Deu mal! A Telebrás conta que, depois do chamamento vazio, procurou as 13 empresas que tinham retirado o edital, para saber onde a coisa pegou. Algumas nem deram respostas e outras, teriam apontado os pontos cruciais. Bruno Henriques afirma que, após estudo das respostas, chegou-se a conclusão de que seria impossível um edital capaz de atender às expectativas de todos, preservando as necessidades da Telebrás.
Em seguida, foi feita uma tomada de preços, que a estatal empilhou sobre os argumentos que colecionava para justificar a contratação direta. Agora o contrato com a Viasat está aí.

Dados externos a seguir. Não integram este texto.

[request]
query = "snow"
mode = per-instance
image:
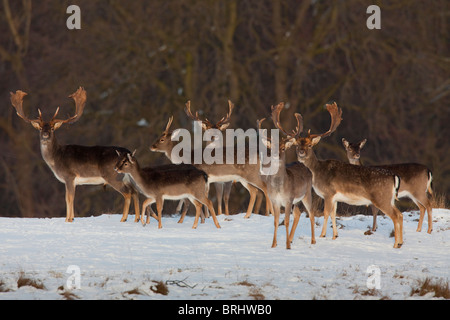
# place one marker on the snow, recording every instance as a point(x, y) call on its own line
point(126, 260)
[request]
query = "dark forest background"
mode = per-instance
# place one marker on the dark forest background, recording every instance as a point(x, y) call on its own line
point(144, 59)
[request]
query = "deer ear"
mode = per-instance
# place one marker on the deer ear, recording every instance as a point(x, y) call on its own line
point(57, 125)
point(129, 156)
point(362, 143)
point(289, 143)
point(266, 142)
point(345, 143)
point(224, 126)
point(315, 140)
point(36, 124)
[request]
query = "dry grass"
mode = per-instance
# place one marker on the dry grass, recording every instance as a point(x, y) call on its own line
point(440, 201)
point(3, 287)
point(439, 287)
point(26, 281)
point(160, 288)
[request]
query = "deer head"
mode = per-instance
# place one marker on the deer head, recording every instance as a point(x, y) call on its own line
point(221, 125)
point(163, 141)
point(353, 150)
point(305, 144)
point(47, 128)
point(125, 162)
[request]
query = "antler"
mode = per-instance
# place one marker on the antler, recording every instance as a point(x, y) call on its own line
point(206, 124)
point(276, 120)
point(187, 109)
point(336, 117)
point(17, 102)
point(169, 123)
point(79, 97)
point(226, 120)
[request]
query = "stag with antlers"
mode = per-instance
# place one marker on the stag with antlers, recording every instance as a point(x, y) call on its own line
point(78, 165)
point(337, 181)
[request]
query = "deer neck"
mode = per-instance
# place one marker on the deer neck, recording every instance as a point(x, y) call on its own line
point(49, 149)
point(311, 161)
point(356, 162)
point(136, 174)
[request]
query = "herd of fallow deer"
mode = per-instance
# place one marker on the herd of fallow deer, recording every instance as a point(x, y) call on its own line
point(334, 181)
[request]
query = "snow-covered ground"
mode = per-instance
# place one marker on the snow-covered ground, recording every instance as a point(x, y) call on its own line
point(126, 260)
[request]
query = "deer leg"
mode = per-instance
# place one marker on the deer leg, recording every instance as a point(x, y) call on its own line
point(226, 195)
point(397, 218)
point(159, 207)
point(253, 191)
point(213, 213)
point(287, 215)
point(308, 203)
point(295, 223)
point(146, 203)
point(179, 207)
point(198, 209)
point(374, 214)
point(276, 218)
point(219, 196)
point(430, 216)
point(259, 197)
point(328, 205)
point(185, 209)
point(424, 204)
point(333, 220)
point(136, 206)
point(126, 206)
point(70, 196)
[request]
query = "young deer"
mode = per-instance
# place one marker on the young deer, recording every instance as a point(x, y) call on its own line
point(415, 182)
point(78, 165)
point(247, 174)
point(290, 185)
point(223, 189)
point(337, 181)
point(171, 182)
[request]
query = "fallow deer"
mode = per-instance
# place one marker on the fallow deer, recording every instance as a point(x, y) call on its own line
point(223, 189)
point(171, 182)
point(78, 165)
point(291, 184)
point(415, 182)
point(337, 181)
point(247, 174)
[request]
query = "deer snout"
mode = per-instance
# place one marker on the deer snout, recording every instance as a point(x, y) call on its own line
point(301, 153)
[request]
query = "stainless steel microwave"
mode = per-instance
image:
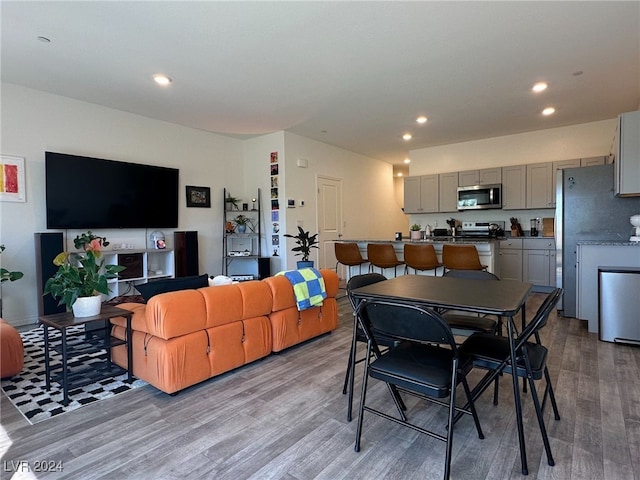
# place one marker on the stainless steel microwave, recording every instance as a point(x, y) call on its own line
point(478, 197)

Na sequência, concorrentes internacionais tomaram fôlego para correr dentro de nossas fronteiras. Vamos ver o que o governo vai fazer, através dos órgãos competentes, para evitar que também esses novos concorrentes adiram ao “clube” dos fornecedores de serviços públicos. A propósito, em tempos de PLC 079, que pode acabar com as concessões na telefonia e manter apenas o regime de autorizações, caberia testar estratégias de negociação para qualificar a concorrência entre as empresas. Faz tempo que o consumidor desses serviços só sabe o que é apanhar.